一方で、道子は「恋」という煙幕でごまかしますが、親戚の勉と不倫(未遂)。

ついでに言うと、勉は最終的に富子とも関係を持ちます。

秋山と富子は、不倫を肯定しています。
対比的に、道子は道徳的な面(不倫+背徳)で悩み、もがきます。体の関係こそありませんが、完全に心では勉と不倫をしています。

婚姻という制度を支点に、生殖の本能を、どうコントロールしていくかの対比がここで起こっています。

前者のカップルは、婚姻というシステムは後天的なもので、あくまでシステムの話、つまり運用は個々人次第というスタンスです。だから社会的な制約に拘泥せず、ズブズブと深みに陥ります。

対して、後者は、社会的な制約を疑わず(この表現は読んだ人にはわかると思いますが適切ではありません)、そのルールをあたかも大地と見なしたため、最後まで跳躍できませんでした。

線をやすやすと飛び越えたカップルとそうでないカップル。その姿は、我々の社会にある常識と呼ばれるものの不確かさ、曖昧さを見せつけてくれます。

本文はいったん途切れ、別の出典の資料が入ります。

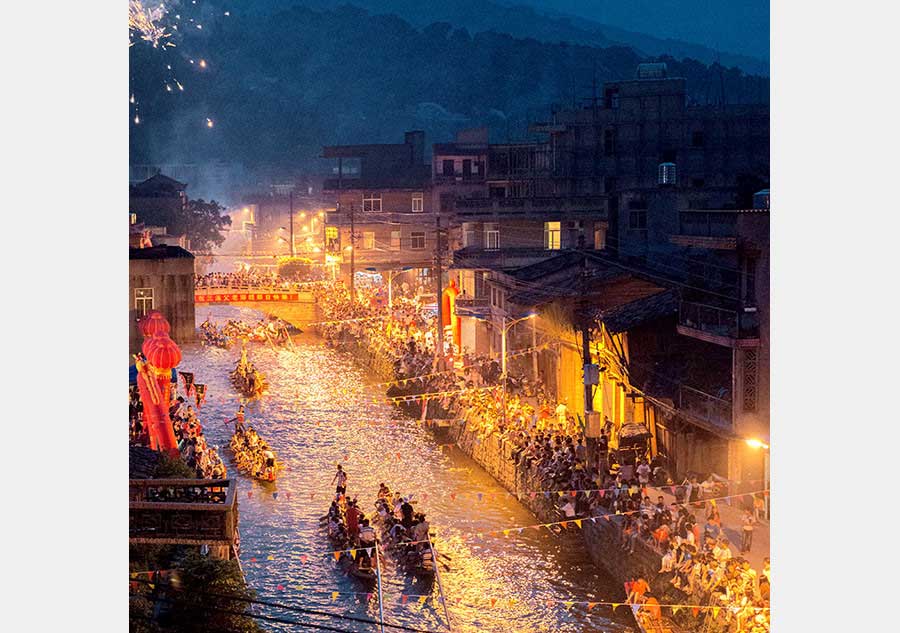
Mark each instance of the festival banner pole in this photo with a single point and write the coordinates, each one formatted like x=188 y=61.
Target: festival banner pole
x=437 y=575
x=378 y=576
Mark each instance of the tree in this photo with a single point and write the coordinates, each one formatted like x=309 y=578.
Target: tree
x=192 y=609
x=203 y=223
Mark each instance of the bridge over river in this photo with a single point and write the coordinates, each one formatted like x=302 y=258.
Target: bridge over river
x=294 y=303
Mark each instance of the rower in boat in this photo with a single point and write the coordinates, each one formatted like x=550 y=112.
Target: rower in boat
x=252 y=455
x=406 y=532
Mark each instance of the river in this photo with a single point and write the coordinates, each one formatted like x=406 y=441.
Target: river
x=322 y=409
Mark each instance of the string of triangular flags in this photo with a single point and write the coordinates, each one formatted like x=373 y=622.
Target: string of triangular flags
x=548 y=494
x=480 y=600
x=430 y=395
x=304 y=558
x=563 y=524
x=371 y=318
x=401 y=381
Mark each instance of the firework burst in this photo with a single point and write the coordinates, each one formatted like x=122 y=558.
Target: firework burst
x=145 y=24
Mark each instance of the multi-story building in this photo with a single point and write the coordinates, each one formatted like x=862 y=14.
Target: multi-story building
x=161 y=278
x=384 y=218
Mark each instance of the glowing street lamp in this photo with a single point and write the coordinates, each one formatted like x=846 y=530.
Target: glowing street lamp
x=756 y=445
x=391 y=275
x=504 y=329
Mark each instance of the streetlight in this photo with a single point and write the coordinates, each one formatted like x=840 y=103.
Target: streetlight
x=758 y=444
x=504 y=329
x=391 y=276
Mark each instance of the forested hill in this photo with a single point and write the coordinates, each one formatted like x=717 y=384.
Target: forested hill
x=278 y=87
x=517 y=18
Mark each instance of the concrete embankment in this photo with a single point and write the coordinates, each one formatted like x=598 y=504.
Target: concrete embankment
x=602 y=537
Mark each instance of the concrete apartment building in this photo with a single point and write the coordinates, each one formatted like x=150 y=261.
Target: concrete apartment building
x=383 y=194
x=161 y=278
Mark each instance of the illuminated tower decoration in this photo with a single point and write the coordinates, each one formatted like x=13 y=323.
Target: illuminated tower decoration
x=162 y=355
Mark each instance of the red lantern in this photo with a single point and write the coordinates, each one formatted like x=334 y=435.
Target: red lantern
x=154 y=324
x=161 y=352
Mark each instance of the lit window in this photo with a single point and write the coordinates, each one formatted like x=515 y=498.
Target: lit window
x=600 y=238
x=372 y=202
x=143 y=300
x=551 y=236
x=492 y=236
x=637 y=220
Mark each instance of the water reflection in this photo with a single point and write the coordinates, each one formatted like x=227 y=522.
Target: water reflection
x=320 y=412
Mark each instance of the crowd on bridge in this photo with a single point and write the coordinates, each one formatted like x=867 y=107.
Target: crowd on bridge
x=251 y=280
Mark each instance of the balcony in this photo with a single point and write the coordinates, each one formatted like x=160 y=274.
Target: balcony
x=710 y=411
x=183 y=512
x=719 y=326
x=478 y=258
x=474 y=208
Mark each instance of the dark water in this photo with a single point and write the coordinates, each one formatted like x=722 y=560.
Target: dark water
x=321 y=411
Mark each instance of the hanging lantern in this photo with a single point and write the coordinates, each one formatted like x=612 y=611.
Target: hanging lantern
x=154 y=324
x=161 y=352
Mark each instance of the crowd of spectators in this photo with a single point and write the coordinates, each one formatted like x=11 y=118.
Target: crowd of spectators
x=251 y=279
x=197 y=454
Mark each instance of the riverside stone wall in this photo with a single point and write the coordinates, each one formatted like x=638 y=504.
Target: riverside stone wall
x=602 y=537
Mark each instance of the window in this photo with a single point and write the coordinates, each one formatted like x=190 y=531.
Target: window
x=697 y=139
x=600 y=238
x=332 y=241
x=609 y=142
x=143 y=300
x=372 y=202
x=611 y=98
x=448 y=168
x=551 y=236
x=637 y=220
x=468 y=234
x=492 y=236
x=750 y=282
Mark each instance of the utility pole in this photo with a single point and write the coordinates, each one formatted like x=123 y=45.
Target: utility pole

(ただ、跳躍できたからといって成功かどうかは分かりません。大岡昇平は、跳躍できなかったものの悲惨な末路を、淡々と綴っていきます。実際、秋山ほか数名は跳躍した結果、太陽に翼を焼かれました)。

この小説で大岡昇平は、道徳じみた説教ではなく、人に起きる悲哀を書きたかったのでしょう。そんな気がします。
ところどころに現れる神の視点もそうですが、どうも作品全体が舞台装置のような感じを受けます。全ての出来事は、大げさな儀式のような、そんな滑稽さが作品全体の煩悶の中に潜んでいます(これが当時のスタンダードだったのかもしれませんが)。
そうした意味で、今で言う昼ドラ的なものと考えて差し支えないのではないでしょうか。
財布のステーキとか。

一方で、結果的にこの茶番のような不倫報道がひた続く現代に、この小説は教訓を与えてくれます。


不倫とはいろんな意味で難しいものだと。
不倫をだめとしているのは、システムです。言い換えれば我々の類まれなる想像力による幻想です。想像力を欠く動物には不倫は存在しませんしね。
我々は生理学的に基づく根拠ではなく、思考を根拠として、性的衝動を抑え込んでいるわけです。

「想像力」で、「生殖という本能」を抑え込むという現代社会の構造が、どこまで健全なのかということに関して、私は答えに窮してしまうのです。

ちょうど同時期に構造主義やら、レヴィ・ストロースを読んでいたので、どうしてもこうした答えになります。
やっていいことと悪いことは当然あり、不倫を肯定するわけではありません。

ただ、難しい問題です。

話が戻りますが、ちゃんと明日が来るといいなと切に思います。
いろんな意味で不謹慎な話で恐縮です。